Despite rising interest rates and other inflation-related aches, a new University of Maryland Critical Issues Poll finds American support for Ukraine is holding steady.
Fifty-seven percent of the 1,029 respondents contacted Oct. 7-10 reported that they were prepared to accept rising prices as the United States helps Ukraine fend off the Russian invasion, compared to 58% of June respondents who said the same.
Similarly, 60% of October respondents said they were prepared to pay more for energy as a result of the United States’ support, down 2% from those who said the same in June.
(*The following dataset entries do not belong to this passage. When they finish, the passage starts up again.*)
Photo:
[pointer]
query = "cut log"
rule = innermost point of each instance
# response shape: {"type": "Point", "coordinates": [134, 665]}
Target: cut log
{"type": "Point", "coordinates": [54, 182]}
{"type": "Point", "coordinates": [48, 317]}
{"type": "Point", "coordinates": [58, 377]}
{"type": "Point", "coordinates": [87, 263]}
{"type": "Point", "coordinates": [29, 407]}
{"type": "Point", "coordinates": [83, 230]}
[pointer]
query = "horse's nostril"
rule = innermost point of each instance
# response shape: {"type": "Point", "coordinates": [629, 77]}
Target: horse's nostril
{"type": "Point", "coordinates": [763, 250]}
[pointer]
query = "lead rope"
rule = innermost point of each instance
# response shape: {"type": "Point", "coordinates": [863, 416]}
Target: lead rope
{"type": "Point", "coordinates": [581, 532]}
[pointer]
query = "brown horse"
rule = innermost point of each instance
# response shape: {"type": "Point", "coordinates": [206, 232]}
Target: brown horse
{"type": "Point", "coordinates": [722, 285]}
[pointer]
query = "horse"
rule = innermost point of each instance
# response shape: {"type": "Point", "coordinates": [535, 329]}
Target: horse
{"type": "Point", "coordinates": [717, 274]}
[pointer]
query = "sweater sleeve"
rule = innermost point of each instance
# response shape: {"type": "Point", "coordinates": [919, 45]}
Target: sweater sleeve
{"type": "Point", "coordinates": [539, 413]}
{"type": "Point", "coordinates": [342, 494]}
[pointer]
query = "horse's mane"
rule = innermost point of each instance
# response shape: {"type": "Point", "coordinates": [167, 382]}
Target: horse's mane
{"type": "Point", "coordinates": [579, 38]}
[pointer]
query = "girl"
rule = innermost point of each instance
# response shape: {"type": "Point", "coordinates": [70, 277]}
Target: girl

“It is striking that we found no sign of fatigue for supporting Ukraine, despite high energy costs and rising inflation, including among Republicans. This may be partly due to the substantial increase in the number of respondents who say Ukraine is succeeding—and Russia is failing—compared to June,” said Shibley Telhami, the Anwar Sadat Professor for Peace and Development, who co-directs the poll with fellow government and politics Professor Stella Rouse, director of the Center for Democracy and Civic Engagement.
As Telhami noted in an analysis in The Washington Post, most Americans remain averse to paying a price in the lives of American troops. However, there the percentage of those who said they are willing to do so rose from 32% in June to 38% in October.
The question related to who is winning the war reflected the largest shift in thinking. Almost half of all Americans surveyed in October (48%) said Russia is failing, whereas 29% of Americans answered the same in June. Relatedly, 43% of October respondents said Ukraine is succeeding, compared to 27% in June.